Q&A: watercolour dullness

Here's a question I received via my website: I love your watercolor on paper. My question is the paper watercolor paper and is it gesso ex? My paintings often look to dull. I love your colors and brightness. What am I doing wrong. I use WC paper not gessoed.

My answer: Hi and thank you Judy. A common problem and a simple solution. Dullness could be caused by a number of things: poor quality of paint; poor quality of paper; too many pigments being mixed together; or overworking/re-working of washes. Unfortunately, watercolour materials do not come cheap. Alongside decent sable-type brushes you will need artist-quality paint and paper – student quality, albeit fine for learning, doesn’t quite cut it. Mixing too many pigments together will result in muddy wash of colour. I keep my mixes fairly open and mainly use either one pigment/colour or two. Watch out: some colours (eg. indigo) can contain two pigments to start with. Re-working washes (areas of paint) will result in the painting losing its freshness.
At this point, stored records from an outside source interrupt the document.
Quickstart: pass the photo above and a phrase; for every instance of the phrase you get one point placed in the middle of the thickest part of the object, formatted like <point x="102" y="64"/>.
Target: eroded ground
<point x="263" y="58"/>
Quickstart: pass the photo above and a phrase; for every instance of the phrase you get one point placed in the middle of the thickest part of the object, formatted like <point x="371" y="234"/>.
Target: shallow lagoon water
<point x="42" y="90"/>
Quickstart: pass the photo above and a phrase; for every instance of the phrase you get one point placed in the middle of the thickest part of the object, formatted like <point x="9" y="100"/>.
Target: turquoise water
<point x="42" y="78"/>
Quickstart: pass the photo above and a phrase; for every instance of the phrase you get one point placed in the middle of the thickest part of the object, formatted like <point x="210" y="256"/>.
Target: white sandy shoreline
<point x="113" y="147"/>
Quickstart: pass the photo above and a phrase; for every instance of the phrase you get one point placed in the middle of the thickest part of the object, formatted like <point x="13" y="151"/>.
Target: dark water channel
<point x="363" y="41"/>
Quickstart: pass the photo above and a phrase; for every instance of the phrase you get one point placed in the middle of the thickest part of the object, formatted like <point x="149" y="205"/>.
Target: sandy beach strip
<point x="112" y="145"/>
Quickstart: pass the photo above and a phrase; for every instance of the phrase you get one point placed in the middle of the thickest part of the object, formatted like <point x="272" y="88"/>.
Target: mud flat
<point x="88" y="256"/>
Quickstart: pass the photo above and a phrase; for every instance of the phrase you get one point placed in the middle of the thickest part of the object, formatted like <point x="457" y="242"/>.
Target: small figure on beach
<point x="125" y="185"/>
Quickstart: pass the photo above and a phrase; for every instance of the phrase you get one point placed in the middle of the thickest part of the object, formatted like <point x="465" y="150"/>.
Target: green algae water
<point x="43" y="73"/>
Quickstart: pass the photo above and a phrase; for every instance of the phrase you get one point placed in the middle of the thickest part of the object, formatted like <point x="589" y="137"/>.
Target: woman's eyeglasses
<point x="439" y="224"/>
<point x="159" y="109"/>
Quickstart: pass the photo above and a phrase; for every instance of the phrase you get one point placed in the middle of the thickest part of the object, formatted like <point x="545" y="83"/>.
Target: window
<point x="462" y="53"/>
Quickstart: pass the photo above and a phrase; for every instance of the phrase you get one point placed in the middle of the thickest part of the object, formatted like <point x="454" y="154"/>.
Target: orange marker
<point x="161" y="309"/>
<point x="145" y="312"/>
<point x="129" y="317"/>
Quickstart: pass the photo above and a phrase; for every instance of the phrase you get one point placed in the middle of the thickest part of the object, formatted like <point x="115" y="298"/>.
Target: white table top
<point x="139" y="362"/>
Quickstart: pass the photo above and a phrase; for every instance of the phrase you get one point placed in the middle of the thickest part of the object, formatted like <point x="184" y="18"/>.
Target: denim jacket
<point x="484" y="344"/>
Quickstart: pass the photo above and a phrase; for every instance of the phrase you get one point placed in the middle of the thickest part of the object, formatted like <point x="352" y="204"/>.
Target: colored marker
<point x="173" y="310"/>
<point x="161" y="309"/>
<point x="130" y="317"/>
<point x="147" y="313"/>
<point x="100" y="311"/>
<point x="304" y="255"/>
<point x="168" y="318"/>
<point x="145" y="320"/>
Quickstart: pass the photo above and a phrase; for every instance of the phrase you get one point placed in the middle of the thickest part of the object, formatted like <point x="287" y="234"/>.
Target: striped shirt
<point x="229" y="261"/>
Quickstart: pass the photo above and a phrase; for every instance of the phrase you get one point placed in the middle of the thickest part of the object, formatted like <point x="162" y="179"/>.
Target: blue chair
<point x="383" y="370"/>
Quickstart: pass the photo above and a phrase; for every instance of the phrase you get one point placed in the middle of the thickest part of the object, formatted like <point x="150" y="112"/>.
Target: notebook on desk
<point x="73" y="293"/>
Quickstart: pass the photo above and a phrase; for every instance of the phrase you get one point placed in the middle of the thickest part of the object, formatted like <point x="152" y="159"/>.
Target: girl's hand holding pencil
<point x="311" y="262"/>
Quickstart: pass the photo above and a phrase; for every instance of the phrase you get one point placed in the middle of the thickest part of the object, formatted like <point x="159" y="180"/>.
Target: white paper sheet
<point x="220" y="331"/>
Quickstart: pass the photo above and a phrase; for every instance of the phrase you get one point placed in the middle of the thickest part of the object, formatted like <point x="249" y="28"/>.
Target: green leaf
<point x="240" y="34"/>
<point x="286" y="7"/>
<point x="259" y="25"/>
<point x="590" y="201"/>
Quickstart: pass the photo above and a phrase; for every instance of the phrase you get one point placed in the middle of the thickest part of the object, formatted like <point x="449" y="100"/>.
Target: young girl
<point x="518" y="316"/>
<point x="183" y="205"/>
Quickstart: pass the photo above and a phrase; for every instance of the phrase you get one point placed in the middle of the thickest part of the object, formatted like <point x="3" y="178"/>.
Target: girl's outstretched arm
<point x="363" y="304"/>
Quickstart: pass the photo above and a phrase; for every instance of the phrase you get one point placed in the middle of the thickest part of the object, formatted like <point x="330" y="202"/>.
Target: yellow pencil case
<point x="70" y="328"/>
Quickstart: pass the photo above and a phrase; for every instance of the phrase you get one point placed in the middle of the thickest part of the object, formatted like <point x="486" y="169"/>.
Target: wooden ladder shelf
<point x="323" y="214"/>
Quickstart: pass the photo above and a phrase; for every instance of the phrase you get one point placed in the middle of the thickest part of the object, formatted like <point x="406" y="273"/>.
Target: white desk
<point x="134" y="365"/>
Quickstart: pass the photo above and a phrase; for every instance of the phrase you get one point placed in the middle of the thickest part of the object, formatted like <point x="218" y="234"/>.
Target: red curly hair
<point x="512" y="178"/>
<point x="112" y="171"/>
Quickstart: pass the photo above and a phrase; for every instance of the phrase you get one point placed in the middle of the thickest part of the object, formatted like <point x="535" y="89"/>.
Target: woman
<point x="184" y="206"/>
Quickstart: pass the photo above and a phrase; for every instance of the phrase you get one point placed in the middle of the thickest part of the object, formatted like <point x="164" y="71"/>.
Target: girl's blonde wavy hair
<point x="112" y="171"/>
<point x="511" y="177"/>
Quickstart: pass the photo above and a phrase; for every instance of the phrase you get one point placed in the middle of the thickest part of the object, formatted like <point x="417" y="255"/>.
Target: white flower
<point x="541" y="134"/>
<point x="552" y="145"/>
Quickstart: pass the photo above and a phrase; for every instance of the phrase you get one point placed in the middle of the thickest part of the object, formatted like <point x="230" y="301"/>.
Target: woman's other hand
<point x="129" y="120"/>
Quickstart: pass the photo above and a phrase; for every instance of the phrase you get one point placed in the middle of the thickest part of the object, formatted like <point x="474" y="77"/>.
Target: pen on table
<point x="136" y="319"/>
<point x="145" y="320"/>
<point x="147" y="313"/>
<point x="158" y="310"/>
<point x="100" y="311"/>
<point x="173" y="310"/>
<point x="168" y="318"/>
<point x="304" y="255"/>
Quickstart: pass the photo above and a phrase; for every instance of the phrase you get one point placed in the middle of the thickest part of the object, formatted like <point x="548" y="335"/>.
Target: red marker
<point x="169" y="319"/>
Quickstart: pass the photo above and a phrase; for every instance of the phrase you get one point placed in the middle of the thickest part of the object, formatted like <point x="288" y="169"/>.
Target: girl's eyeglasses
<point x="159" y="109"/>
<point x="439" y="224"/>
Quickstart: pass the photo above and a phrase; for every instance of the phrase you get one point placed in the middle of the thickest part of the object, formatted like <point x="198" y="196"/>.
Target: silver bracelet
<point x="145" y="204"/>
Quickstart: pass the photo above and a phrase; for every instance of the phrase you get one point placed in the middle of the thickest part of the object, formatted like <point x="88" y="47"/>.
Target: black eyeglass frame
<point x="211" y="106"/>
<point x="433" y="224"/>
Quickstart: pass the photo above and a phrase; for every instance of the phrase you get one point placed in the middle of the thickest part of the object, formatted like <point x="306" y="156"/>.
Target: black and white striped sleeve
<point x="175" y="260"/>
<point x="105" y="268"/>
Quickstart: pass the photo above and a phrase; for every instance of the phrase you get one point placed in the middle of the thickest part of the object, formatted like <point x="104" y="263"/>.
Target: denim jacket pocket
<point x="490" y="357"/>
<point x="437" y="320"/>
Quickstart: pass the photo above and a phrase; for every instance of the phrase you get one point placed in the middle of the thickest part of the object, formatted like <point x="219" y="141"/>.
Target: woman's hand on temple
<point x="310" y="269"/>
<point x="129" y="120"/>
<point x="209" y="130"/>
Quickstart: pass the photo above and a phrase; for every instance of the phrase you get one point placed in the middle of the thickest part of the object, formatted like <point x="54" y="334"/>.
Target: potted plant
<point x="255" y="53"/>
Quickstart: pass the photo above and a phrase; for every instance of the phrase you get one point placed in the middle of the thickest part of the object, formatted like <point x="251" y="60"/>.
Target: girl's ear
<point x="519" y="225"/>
I believe this is due to the pigment particles being disturbed from their initial state – a bit like smudging a fresh pastel mark will result in a duller result. Oh, gesso doesn’t really make a difference except that it can improve the surface of the paper if you’re using cheap stuff. I hope this helps.

Always happy to help!
Chilled to the bone/watercolour

Friday, 5 June 2015

Commission: Evening clouds 2015

Upon reading the client's colour brief I wondered "how am I going to incorporate those colours?" But, that's what I like about commissions: the challenge can force you to use, hitherto, un-explored colour palettes. Purple was required, so I used it as my base colour (I normally choose orange, red or yellow), and it works. Of course, I painted a small test-piece first to make sure I interpreted the client's requests correctly… it would be silly not to.